Im Griff der Moralpanik

Sieben Männer und Frauen sitzen als Sprecher:innen im Raum der Bundespressekonferenz
Felix Klein (l.), Deutschlands Beauftragter für den Kampf gegen Antisemitismus, repräsentiert laut Donatella della Porta die institutionalisierte Moralpanik in Deutschland (Foto: Picture Alliance/dpa | S. Stache)

Der Bundestag hat jüngst eine weitere Resolution gegen Antisemitismus verabschiedet. In diesem Artikel zeichnet die Soziologin Donatella della Porta die deutschen Antisemitismusdebatten nach. Sie argumentiert, eine „Moralpanik“ habe zu einem Verwaltungsapparat geführt, der vor allem der Unterdrückung progressiver Stimmen dient.
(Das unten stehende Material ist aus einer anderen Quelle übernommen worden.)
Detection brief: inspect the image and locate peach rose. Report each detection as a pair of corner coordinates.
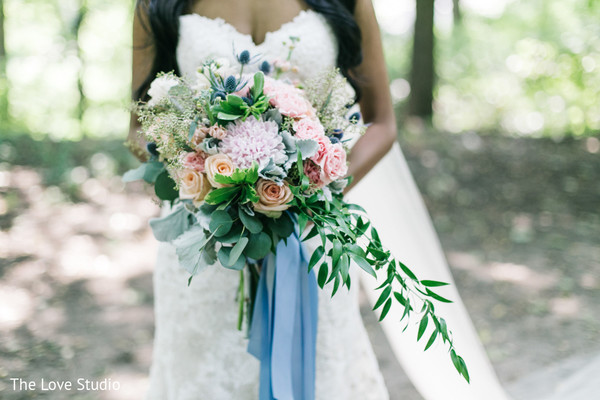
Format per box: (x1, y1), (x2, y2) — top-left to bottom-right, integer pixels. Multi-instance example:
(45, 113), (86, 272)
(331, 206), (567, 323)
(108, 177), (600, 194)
(183, 151), (208, 172)
(208, 125), (227, 140)
(322, 143), (348, 181)
(179, 169), (211, 204)
(204, 154), (235, 189)
(254, 179), (294, 218)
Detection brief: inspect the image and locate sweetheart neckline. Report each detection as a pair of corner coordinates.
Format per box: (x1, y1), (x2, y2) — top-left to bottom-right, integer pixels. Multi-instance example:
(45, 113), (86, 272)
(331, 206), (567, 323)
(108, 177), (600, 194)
(179, 8), (318, 48)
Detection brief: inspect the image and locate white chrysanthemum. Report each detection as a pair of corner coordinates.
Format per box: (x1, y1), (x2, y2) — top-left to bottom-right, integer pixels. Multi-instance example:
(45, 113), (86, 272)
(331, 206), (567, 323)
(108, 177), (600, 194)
(219, 117), (287, 169)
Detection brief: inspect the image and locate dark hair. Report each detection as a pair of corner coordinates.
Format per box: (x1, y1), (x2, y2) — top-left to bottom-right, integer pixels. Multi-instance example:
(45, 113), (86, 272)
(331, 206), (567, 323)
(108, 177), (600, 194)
(135, 0), (362, 99)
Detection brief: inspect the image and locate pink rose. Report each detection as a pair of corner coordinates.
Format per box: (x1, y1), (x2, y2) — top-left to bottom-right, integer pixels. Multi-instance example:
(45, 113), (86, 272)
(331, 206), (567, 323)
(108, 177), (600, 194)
(183, 151), (208, 172)
(204, 154), (234, 188)
(254, 179), (294, 218)
(304, 160), (326, 187)
(294, 118), (331, 166)
(179, 169), (211, 204)
(322, 143), (348, 182)
(263, 77), (312, 118)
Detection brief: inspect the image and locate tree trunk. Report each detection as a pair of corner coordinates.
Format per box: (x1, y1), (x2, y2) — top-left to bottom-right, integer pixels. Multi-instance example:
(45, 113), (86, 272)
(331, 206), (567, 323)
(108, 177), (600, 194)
(409, 0), (435, 117)
(72, 0), (87, 133)
(452, 0), (462, 25)
(0, 0), (8, 127)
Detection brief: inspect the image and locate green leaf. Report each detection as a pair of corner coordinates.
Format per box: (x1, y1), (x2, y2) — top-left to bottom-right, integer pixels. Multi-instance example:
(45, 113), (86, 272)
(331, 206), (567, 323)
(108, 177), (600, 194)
(349, 253), (377, 278)
(188, 118), (198, 140)
(149, 203), (190, 242)
(244, 232), (272, 260)
(252, 71), (265, 100)
(417, 314), (429, 342)
(225, 94), (246, 108)
(457, 356), (471, 383)
(217, 247), (246, 271)
(238, 208), (263, 233)
(215, 174), (237, 185)
(379, 299), (392, 321)
(331, 238), (343, 267)
(154, 171), (179, 201)
(219, 224), (244, 244)
(317, 262), (328, 289)
(421, 280), (449, 287)
(228, 236), (249, 265)
(209, 210), (233, 237)
(217, 112), (241, 121)
(338, 253), (350, 282)
(427, 289), (452, 303)
(302, 225), (319, 242)
(298, 213), (308, 233)
(398, 261), (418, 281)
(423, 329), (438, 351)
(373, 285), (392, 310)
(268, 213), (295, 238)
(173, 226), (210, 275)
(204, 186), (242, 204)
(346, 204), (367, 214)
(308, 246), (325, 271)
(371, 227), (381, 247)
Essay von Donatella della Porta

Seit dem Angriff der Hamas am 7. Oktober 2023 macht Deutschland mit der Ausgrenzung progressiver Künstler:innen und Intellektueller, die sich kritisch gegenüber Israel äußern, international Schlagzeilen. Viele Betroffene dieser aggressiv geführten politischen und medialen Kampagnen stammen aus dem Globalen Süden, unter ihnen sind zudem viele kritische jüdische Stimmen

Am 7. November 2024 verabschiedete der Bundestag eine umstrittene neue Resolution zur Bekämpfung des Antisemitismus mit dem Titel „Nie wieder ist jetzt: Jüdisches Leben in Deutschland schützen, bewahren und stärken“. Die Resolution, die von einem breiten parteiübergreifenden Bündnis, einschließlich der rechtsextremen AfD, unterstützt wird, stellt die arabische Bevölkerung Deutschlands als Hauptursache für Antisemitismus dar, prangert vollkommen legale Formen des Protests und der Meinungsäußerung an und setzt Antisemitismus mit Kritik an Israel gleich.   
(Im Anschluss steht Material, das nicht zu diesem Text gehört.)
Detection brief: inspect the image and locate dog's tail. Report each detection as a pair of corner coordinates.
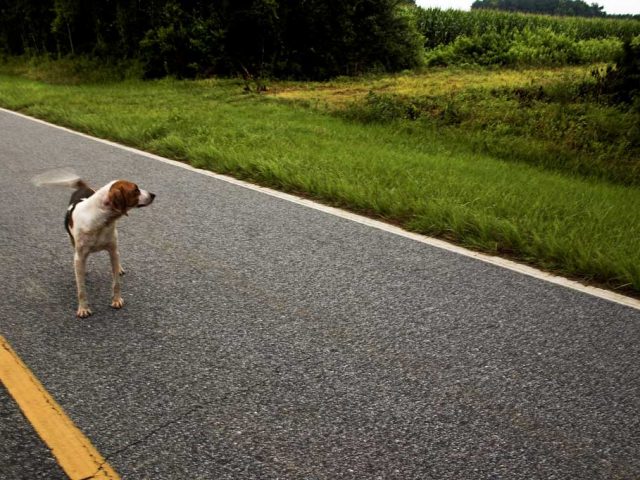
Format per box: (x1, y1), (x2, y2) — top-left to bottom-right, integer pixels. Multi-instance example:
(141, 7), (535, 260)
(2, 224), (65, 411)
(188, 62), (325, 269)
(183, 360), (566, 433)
(31, 168), (88, 188)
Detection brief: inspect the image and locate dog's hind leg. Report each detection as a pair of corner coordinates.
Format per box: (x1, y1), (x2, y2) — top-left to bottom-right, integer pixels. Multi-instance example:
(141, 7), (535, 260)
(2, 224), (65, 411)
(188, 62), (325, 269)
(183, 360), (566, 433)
(74, 250), (91, 318)
(108, 244), (124, 308)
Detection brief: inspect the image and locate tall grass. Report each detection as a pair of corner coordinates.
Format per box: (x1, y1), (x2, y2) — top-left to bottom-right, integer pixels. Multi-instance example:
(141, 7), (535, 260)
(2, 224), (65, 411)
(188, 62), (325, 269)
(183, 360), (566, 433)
(416, 8), (640, 49)
(0, 72), (640, 292)
(416, 9), (640, 66)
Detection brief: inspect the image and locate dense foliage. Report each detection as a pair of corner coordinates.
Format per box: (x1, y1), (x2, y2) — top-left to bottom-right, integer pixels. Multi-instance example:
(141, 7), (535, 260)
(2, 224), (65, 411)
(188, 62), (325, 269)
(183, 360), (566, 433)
(593, 37), (640, 104)
(471, 0), (606, 17)
(0, 0), (422, 78)
(416, 9), (640, 66)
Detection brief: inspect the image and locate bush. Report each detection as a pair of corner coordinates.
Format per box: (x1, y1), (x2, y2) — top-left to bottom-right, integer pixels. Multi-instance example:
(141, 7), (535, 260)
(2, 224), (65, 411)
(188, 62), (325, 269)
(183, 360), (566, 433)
(593, 36), (640, 107)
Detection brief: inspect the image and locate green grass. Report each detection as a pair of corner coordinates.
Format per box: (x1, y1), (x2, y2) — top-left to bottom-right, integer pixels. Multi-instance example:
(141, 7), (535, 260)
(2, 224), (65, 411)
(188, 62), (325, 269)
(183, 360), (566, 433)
(0, 75), (640, 294)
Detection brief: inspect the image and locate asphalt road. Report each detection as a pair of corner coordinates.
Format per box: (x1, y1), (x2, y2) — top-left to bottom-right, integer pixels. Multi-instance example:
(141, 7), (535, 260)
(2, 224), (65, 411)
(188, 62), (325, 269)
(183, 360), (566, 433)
(0, 112), (640, 480)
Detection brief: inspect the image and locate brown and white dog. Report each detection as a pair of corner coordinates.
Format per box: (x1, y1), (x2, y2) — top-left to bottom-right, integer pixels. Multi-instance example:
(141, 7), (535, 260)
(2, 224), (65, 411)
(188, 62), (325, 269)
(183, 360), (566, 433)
(34, 171), (155, 318)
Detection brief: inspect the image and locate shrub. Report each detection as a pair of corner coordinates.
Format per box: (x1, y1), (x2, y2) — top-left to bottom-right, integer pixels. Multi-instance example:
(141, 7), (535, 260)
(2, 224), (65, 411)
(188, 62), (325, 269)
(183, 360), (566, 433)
(594, 36), (640, 106)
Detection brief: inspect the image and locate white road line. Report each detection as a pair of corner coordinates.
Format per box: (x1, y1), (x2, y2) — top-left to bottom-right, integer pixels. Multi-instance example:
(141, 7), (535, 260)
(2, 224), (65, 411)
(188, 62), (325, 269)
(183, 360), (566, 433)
(5, 108), (640, 310)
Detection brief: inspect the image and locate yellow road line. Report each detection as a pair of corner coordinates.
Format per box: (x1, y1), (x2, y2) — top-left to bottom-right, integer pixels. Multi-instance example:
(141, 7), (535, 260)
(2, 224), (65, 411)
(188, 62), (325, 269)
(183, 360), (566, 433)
(0, 335), (120, 480)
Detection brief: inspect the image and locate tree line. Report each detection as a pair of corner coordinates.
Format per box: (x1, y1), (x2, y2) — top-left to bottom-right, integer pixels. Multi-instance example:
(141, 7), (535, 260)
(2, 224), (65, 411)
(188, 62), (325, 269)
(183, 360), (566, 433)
(0, 0), (423, 79)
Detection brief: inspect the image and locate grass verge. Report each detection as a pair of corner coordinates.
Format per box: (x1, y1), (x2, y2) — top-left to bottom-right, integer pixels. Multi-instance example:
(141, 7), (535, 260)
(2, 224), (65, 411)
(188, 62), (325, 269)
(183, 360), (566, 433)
(0, 71), (640, 294)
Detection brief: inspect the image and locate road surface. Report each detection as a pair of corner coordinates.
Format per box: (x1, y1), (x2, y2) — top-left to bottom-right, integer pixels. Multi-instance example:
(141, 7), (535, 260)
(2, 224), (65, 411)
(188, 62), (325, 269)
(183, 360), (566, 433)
(0, 111), (640, 480)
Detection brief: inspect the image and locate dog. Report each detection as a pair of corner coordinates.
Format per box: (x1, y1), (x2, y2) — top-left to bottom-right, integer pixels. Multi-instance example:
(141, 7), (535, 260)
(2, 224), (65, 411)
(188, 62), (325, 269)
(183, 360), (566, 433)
(34, 171), (156, 318)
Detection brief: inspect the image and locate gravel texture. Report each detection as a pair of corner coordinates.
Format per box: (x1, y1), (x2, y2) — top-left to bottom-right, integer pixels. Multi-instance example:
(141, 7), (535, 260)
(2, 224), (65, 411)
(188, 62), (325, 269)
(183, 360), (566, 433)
(0, 112), (640, 480)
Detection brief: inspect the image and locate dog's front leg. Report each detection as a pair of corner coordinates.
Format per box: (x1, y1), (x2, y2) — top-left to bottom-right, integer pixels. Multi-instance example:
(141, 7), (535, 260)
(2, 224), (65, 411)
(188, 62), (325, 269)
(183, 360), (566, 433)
(74, 250), (91, 318)
(108, 243), (124, 308)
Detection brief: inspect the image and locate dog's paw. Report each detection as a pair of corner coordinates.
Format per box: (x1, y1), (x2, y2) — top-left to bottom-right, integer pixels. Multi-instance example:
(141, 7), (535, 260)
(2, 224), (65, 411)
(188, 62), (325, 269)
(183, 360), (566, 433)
(76, 307), (93, 318)
(111, 297), (124, 308)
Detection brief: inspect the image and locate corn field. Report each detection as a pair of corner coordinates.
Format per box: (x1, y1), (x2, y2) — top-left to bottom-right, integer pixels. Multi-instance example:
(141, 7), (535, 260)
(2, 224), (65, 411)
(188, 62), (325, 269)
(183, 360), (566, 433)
(416, 8), (640, 50)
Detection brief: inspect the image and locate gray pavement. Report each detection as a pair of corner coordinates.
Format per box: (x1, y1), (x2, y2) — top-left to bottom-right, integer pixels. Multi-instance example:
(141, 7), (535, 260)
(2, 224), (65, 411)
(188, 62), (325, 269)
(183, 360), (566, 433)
(0, 112), (640, 479)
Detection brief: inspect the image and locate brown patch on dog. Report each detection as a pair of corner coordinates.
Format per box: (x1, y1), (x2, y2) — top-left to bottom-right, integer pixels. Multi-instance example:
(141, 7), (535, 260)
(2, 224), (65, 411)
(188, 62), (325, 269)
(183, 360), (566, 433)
(108, 180), (140, 215)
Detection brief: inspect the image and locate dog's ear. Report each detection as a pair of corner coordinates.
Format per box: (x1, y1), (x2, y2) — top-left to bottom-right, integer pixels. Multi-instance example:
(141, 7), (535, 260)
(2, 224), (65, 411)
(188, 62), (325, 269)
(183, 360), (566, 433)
(109, 182), (127, 215)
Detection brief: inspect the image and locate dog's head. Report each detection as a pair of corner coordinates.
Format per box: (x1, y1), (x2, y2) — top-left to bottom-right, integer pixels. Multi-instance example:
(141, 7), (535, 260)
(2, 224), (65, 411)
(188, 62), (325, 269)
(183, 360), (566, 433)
(107, 180), (156, 215)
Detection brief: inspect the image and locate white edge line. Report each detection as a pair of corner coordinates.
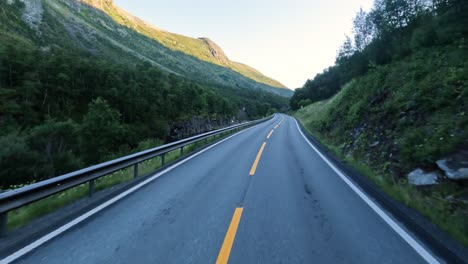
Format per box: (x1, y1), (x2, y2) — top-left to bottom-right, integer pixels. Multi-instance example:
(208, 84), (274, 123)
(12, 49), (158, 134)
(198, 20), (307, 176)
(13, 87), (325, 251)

Zu den schärfsten Kritiker:innen gehörten jüdische Intellektuelle, die in einem offenen Brief argumentierten, dass die Resolution die jüdische Bevölkerung in Deutschland eher „gefährden“ als „schützen“ würde, da sie „alle Juden mit den Handlungen der israelischen Regierung in Verbindung bringt – eine notorische antisemitische Trope“. Eine weitere Resolution, die sich gegen Antisemitismus in Schulen und Universitäten richtet, wird im Dezember im Parlament debattiert. 
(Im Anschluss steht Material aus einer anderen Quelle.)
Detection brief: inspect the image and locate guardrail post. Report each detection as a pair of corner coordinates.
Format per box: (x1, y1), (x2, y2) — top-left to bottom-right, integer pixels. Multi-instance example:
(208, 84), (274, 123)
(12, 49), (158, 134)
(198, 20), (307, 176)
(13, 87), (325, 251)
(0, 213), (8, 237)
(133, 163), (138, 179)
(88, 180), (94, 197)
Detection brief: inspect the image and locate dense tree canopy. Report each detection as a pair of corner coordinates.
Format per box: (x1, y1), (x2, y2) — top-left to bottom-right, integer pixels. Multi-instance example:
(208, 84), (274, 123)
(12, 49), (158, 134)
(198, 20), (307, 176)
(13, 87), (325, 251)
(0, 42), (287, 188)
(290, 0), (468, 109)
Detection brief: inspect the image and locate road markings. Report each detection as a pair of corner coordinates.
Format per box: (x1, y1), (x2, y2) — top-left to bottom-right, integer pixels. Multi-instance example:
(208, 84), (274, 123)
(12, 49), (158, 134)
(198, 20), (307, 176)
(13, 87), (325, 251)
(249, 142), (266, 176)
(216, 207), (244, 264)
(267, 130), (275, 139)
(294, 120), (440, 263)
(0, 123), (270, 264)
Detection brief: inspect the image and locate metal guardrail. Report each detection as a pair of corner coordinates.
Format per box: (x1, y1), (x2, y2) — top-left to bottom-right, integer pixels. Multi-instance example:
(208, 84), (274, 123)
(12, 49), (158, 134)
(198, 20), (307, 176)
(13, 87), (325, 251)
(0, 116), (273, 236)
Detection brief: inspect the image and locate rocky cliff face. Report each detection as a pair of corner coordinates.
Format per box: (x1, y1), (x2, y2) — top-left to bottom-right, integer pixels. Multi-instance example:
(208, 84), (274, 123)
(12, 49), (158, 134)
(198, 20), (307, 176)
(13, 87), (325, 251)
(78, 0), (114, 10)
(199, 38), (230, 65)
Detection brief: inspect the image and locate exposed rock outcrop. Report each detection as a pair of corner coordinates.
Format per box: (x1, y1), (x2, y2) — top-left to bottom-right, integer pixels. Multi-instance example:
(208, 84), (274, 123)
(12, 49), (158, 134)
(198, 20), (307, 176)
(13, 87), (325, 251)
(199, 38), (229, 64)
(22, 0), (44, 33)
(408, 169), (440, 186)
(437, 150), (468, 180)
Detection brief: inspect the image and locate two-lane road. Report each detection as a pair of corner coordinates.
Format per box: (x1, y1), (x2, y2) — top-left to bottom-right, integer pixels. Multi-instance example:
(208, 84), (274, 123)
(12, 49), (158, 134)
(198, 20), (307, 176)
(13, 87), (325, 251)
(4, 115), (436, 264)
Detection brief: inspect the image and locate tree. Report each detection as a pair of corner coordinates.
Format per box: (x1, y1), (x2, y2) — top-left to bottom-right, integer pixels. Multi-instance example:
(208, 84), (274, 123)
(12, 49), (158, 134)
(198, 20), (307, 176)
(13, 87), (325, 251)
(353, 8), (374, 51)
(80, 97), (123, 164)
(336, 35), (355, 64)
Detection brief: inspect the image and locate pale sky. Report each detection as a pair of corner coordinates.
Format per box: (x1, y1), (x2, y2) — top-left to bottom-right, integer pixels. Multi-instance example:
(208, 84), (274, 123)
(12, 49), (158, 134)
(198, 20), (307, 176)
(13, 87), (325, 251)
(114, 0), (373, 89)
Im deutschen Kontext stellen das Ringen um die Definition von Antisemitismus sowie eine spezifische Kodifizierung des kollektiven Gedächtnisses an die NS-Vergangenheit eine zentrale Grundlage dar, auf der eine bürokratische und rechtliche Entwicklung in Gang gesetzt wurde, die in diesem Artikel nachgezeichnet werden soll.  

Der Artikel zeichnet die gesellschaftlichen, bürokratischen und rechtlichen Prozesse nach, die zu diesem Punkt geführt haben. Das Ringen um die Definition von Antisemitismus und eine spezifische Festschreibung des kollektiven Gedächtnisses an die NS-Vergangenheit bilden die zentrale Grundlage, auf der diese Prozesse in Gang gesetzt wurden.  

Masha Gessen untersuchte 2023 das Phänomen in einem New Yorker-Artikel über die deutsche Erinnerungskultur: „Irgendwann begannen die Bemühungen statisch und verschlossen zu wirken, so als ginge es nicht nur darum, der Geschichte zu gedenken, sondern auch darum, sicherzustellen, dass nur an diese spezifische Geschichte erinnert wird – und nur auf diese Weise“. 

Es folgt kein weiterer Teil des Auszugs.